Terlonjak kaget, sialnya suara itu malah datang dari arah jendela. Kerjaan siapa lagi kalau bukan Arin? Mengagetkan saja. Dengan malas, perlahan bergegas ke arah jendela dan membukanya lebar.

“Hayuuu cepat!”

“Hah? Ke mana sih?” rasanya malam ini tidak ada janji dengan Arin. Terus kenapa ia datang dari jendela kamar, bukan pintu depan? Nah ini! Pasti ada rencana licik si gadis genit itu. “Ketuk pintu depan saja kenapa? Aku kira kamu penyamun atau tukang ngintip gituh!”

“Udah jangan banyak cingcong lagi! Buruan, mas Jin Sama Jun udah nunggu di alun-alun sana.”

“Bukannya kamu bilang mereka datang bukan sekarang juga yah? Gimana sih? Aku juga belum dandan kali, belum memoleskan se-senti bedak pun, hanya lip balm yang sudah.”

“Iya begitu saja cantik! Ayo buruan keluar makanya!”

“Eh bentar! Ibu sama ayah bakal curiga nanti. Kamu gak takut kita diomeli? Sudah minta izin Tante sama om?”

Arin menggulung rambut panjangnya dicepol tinggi. Melihat persiapan dirinya yang super dandan, kelihatan sekali dia mau cantik sendirian. Tidak bisa apa via chat saja sebelum 10 menit keluar kan masih bisa sekedar memoles lipstik dan foundi. Dasar licik!

“Dengar Mina-ya ... Begini saja cantik natural, pasti mas Jiny suka. Kalau gak percaya makanya ayo!”

“Ya udah. Tunggu sebentar oke?”

Harus persiapan strategi sebelum ibu meletuskan perang dunia keempat. Bantal guling diposisikan tepat seperti aku ketika tidur. Tak lupa selimut sampai batas wajah dan terakhir ... Sebelum mati lampu, tebalin gincu peach favoritku.

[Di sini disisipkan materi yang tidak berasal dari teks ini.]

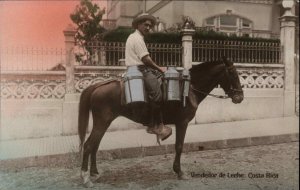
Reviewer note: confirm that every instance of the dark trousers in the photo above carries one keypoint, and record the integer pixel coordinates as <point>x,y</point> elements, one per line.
<point>153,81</point>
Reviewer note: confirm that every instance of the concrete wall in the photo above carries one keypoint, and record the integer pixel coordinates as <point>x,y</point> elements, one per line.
<point>21,119</point>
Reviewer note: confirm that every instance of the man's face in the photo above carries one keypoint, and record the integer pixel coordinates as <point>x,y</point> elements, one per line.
<point>145,27</point>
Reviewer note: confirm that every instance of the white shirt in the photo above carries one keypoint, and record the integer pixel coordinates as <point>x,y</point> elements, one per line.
<point>135,49</point>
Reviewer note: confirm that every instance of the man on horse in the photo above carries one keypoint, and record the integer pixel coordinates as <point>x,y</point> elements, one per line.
<point>136,54</point>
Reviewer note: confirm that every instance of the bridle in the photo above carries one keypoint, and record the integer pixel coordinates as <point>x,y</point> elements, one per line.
<point>231,90</point>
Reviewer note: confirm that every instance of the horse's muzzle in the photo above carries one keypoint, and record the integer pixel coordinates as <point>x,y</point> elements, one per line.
<point>237,98</point>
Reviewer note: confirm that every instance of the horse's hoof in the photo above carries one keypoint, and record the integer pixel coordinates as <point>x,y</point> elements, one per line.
<point>95,176</point>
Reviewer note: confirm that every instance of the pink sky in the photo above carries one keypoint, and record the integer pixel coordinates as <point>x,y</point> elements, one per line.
<point>35,23</point>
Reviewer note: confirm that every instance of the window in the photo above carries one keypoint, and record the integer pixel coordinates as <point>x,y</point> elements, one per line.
<point>229,24</point>
<point>246,23</point>
<point>228,20</point>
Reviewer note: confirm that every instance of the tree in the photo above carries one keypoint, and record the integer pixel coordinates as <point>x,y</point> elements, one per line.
<point>87,16</point>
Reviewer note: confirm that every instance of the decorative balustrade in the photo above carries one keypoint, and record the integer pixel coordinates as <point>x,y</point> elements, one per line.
<point>236,51</point>
<point>33,85</point>
<point>31,58</point>
<point>51,84</point>
<point>110,53</point>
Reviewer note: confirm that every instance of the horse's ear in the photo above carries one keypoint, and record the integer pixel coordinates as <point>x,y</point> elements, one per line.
<point>227,62</point>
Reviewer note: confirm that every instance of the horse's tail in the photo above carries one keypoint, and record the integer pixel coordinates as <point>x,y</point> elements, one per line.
<point>84,113</point>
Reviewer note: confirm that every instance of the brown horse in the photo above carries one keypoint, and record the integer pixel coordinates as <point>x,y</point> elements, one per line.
<point>105,102</point>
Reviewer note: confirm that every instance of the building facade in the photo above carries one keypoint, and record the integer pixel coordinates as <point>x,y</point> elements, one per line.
<point>254,18</point>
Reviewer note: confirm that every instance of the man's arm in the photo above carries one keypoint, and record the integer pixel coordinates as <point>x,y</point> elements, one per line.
<point>149,62</point>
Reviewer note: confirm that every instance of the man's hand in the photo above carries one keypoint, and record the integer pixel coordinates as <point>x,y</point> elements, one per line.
<point>163,69</point>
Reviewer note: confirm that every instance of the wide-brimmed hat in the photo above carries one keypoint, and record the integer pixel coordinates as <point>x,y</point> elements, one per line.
<point>142,17</point>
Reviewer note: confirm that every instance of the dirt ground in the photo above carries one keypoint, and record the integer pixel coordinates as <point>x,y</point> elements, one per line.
<point>257,167</point>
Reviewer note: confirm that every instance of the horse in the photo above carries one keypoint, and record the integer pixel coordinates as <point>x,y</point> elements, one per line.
<point>105,102</point>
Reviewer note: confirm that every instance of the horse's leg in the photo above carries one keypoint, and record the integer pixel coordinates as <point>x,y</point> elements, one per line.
<point>180,135</point>
<point>100,127</point>
<point>101,122</point>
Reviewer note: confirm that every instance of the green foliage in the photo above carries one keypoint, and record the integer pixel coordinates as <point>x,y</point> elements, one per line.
<point>117,35</point>
<point>87,17</point>
<point>121,34</point>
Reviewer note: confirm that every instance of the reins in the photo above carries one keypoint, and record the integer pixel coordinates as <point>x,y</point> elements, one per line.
<point>208,94</point>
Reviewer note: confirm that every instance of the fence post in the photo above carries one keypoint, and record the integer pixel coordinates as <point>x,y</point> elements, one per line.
<point>69,34</point>
<point>287,37</point>
<point>70,104</point>
<point>187,46</point>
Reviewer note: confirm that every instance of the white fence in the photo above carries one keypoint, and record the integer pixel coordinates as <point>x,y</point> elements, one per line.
<point>31,58</point>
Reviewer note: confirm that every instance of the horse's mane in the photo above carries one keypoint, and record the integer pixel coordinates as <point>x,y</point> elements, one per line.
<point>205,66</point>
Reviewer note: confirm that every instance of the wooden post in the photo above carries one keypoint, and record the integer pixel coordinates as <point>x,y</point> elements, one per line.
<point>69,34</point>
<point>287,37</point>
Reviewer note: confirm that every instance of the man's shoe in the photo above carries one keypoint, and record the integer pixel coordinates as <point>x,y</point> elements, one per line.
<point>162,131</point>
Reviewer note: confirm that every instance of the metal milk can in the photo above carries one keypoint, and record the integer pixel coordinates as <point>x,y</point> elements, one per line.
<point>134,85</point>
<point>172,87</point>
<point>186,78</point>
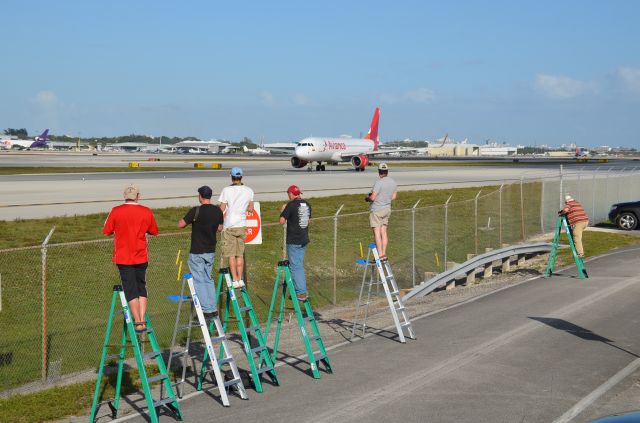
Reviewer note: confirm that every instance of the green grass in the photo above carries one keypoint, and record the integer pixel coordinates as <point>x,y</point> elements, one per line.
<point>35,169</point>
<point>80,276</point>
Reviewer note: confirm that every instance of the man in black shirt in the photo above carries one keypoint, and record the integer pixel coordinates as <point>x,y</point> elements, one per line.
<point>296,214</point>
<point>205,221</point>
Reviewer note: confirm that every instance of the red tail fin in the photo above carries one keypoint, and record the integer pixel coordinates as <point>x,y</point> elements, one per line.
<point>373,129</point>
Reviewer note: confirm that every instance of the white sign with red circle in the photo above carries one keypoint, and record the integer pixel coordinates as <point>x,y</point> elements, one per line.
<point>254,226</point>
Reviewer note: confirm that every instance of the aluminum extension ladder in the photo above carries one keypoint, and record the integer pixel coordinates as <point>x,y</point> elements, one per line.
<point>259,353</point>
<point>128,331</point>
<point>386,278</point>
<point>315,357</point>
<point>196,318</point>
<point>562,223</point>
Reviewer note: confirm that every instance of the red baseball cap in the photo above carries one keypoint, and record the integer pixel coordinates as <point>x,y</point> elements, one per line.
<point>293,189</point>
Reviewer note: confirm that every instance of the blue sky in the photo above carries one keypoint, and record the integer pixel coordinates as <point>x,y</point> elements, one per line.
<point>518,72</point>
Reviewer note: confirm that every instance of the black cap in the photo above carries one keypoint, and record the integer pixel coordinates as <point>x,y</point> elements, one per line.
<point>205,192</point>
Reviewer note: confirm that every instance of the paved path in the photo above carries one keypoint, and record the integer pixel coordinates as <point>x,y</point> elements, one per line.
<point>529,353</point>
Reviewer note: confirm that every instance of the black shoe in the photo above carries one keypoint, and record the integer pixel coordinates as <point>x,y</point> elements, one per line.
<point>211,315</point>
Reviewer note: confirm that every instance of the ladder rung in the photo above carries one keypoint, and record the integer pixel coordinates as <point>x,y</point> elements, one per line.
<point>264,370</point>
<point>258,348</point>
<point>157,378</point>
<point>225,361</point>
<point>317,356</point>
<point>232,382</point>
<point>111,357</point>
<point>150,355</point>
<point>164,401</point>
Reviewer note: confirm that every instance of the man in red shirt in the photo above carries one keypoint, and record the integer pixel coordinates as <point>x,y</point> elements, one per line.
<point>131,222</point>
<point>578,220</point>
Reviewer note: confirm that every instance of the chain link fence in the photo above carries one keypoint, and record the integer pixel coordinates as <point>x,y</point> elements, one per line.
<point>54,298</point>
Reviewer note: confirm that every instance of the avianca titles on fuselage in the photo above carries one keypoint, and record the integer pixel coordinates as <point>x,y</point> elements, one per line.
<point>335,150</point>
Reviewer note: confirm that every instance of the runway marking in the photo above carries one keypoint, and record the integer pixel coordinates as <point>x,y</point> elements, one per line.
<point>598,392</point>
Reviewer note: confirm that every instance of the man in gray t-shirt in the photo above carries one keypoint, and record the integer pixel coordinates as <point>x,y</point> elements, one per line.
<point>383,193</point>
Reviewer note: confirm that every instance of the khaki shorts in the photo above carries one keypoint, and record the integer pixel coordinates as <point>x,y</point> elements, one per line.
<point>379,218</point>
<point>233,242</point>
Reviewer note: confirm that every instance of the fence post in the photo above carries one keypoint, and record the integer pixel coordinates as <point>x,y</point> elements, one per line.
<point>580,183</point>
<point>593,194</point>
<point>522,208</point>
<point>335,253</point>
<point>542,207</point>
<point>446,230</point>
<point>284,241</point>
<point>561,188</point>
<point>413,243</point>
<point>500,214</point>
<point>475,214</point>
<point>43,256</point>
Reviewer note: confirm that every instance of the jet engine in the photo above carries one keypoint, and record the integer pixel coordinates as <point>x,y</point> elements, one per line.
<point>360,162</point>
<point>297,163</point>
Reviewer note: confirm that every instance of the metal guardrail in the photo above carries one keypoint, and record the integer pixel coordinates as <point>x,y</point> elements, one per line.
<point>471,265</point>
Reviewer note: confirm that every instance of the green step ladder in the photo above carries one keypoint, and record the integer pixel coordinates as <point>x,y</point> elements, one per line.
<point>283,278</point>
<point>128,331</point>
<point>562,223</point>
<point>257,354</point>
<point>212,335</point>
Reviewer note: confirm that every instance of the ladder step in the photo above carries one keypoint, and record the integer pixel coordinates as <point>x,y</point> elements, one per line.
<point>225,361</point>
<point>162,402</point>
<point>232,382</point>
<point>317,356</point>
<point>264,370</point>
<point>258,348</point>
<point>111,357</point>
<point>150,355</point>
<point>157,378</point>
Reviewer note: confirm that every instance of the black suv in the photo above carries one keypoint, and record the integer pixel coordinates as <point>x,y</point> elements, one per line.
<point>625,215</point>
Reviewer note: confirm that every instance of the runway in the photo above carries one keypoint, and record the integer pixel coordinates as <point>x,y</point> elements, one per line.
<point>29,196</point>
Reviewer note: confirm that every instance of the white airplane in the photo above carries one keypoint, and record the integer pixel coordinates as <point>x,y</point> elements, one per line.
<point>335,150</point>
<point>40,141</point>
<point>255,151</point>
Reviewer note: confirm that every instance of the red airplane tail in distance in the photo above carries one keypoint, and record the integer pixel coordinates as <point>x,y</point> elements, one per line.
<point>373,129</point>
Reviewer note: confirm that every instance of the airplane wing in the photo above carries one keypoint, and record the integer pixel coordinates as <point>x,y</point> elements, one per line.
<point>378,152</point>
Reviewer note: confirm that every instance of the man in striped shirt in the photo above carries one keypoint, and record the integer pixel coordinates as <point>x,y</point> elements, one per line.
<point>578,220</point>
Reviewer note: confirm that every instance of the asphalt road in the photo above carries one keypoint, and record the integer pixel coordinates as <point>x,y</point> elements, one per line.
<point>45,195</point>
<point>528,353</point>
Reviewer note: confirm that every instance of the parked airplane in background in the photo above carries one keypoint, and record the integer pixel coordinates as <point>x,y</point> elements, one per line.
<point>255,151</point>
<point>40,141</point>
<point>335,150</point>
<point>581,152</point>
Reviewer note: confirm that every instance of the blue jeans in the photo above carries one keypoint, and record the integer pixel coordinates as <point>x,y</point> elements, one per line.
<point>200,266</point>
<point>296,265</point>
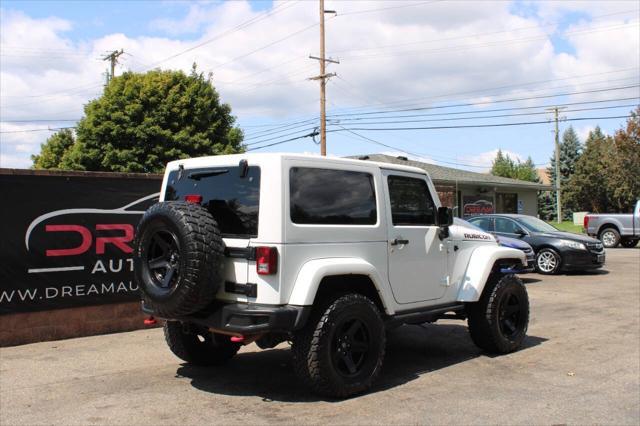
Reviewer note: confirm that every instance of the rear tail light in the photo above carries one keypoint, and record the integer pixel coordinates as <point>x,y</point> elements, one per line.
<point>266,260</point>
<point>193,198</point>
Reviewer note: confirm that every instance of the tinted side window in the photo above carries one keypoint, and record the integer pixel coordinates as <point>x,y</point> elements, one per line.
<point>411,203</point>
<point>484,223</point>
<point>232,200</point>
<point>506,226</point>
<point>331,197</point>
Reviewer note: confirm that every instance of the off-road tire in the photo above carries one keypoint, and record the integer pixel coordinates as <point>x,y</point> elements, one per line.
<point>486,317</point>
<point>629,243</point>
<point>197,345</point>
<point>198,266</point>
<point>611,236</point>
<point>314,345</point>
<point>552,256</point>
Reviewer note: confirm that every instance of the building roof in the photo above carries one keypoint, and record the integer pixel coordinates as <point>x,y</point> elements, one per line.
<point>440,174</point>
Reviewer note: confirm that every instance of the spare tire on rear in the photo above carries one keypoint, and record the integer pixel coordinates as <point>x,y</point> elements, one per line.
<point>178,258</point>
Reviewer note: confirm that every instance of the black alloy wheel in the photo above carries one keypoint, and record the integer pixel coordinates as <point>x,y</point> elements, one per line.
<point>339,352</point>
<point>178,260</point>
<point>162,258</point>
<point>350,347</point>
<point>498,322</point>
<point>510,313</point>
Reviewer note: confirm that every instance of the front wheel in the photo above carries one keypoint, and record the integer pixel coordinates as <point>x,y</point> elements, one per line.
<point>498,321</point>
<point>610,238</point>
<point>548,261</point>
<point>197,345</point>
<point>340,351</point>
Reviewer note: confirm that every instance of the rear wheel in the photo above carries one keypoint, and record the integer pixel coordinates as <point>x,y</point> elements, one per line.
<point>610,238</point>
<point>498,321</point>
<point>197,345</point>
<point>340,351</point>
<point>548,261</point>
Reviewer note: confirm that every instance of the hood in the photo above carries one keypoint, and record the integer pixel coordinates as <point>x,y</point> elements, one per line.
<point>567,236</point>
<point>513,243</point>
<point>464,231</point>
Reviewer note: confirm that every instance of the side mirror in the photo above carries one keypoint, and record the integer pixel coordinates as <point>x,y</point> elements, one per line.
<point>445,216</point>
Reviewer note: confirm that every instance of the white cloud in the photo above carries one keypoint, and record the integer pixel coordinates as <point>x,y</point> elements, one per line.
<point>483,161</point>
<point>437,55</point>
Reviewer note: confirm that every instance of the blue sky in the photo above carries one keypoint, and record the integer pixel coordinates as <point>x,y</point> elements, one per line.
<point>445,53</point>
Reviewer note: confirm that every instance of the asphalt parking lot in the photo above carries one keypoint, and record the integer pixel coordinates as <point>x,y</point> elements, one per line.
<point>580,365</point>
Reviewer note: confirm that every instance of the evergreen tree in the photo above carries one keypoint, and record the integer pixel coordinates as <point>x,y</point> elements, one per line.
<point>588,188</point>
<point>52,151</point>
<point>570,151</point>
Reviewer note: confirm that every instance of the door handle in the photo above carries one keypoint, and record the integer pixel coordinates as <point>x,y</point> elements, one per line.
<point>397,241</point>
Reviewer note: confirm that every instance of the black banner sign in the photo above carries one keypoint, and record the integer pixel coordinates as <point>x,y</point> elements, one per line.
<point>67,240</point>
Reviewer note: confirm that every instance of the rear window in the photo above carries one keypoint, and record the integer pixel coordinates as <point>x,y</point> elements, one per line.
<point>331,197</point>
<point>232,200</point>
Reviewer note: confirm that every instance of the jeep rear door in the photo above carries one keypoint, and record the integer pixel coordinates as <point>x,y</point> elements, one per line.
<point>418,269</point>
<point>233,199</point>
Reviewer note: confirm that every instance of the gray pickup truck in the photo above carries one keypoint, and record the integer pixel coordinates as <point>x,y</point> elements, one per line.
<point>614,229</point>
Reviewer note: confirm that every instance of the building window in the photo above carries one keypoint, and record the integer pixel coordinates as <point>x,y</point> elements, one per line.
<point>506,203</point>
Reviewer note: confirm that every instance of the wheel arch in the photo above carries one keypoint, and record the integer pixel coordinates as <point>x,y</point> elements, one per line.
<point>483,262</point>
<point>322,277</point>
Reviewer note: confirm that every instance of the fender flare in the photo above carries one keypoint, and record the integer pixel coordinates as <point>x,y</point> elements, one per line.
<point>312,272</point>
<point>479,268</point>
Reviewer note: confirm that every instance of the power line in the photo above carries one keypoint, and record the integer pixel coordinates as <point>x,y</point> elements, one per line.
<point>380,9</point>
<point>511,30</point>
<point>309,135</point>
<point>409,102</point>
<point>490,102</point>
<point>457,48</point>
<point>495,116</point>
<point>474,126</point>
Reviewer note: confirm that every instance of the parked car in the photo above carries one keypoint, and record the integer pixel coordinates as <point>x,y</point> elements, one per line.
<point>511,243</point>
<point>326,253</point>
<point>613,229</point>
<point>556,251</point>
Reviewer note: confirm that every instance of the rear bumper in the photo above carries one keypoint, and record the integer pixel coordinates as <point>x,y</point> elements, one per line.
<point>246,318</point>
<point>582,261</point>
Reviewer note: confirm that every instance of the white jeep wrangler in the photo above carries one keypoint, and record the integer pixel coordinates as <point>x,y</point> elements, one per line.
<point>326,253</point>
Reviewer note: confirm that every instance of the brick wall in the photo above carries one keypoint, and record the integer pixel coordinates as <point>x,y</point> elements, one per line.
<point>29,327</point>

“Nah, begini baru cantik!”

“Heh! Sudah belum? Keburu mama sama ayahku gempar juga tahu. Pokoknya strategi kita sama.” Arin berceloteh tanpa henti, padahal tidak ada suara yang keluar, bisikan pelan.

“Mmmhhpok!” gincu ini melekat sempurna. And for the last step ... Matikan lampunya! Jadi nanti kan ibu selalu memeriksa keberadaanku menjelang tidur, biasanya hanya sampai pintu saja, tidak sampai memeriksa lebih detail apakah yang di atas kasur adalah Mina, putrinya, atau orang lain. Bersyukur ibu tidak serajin itu.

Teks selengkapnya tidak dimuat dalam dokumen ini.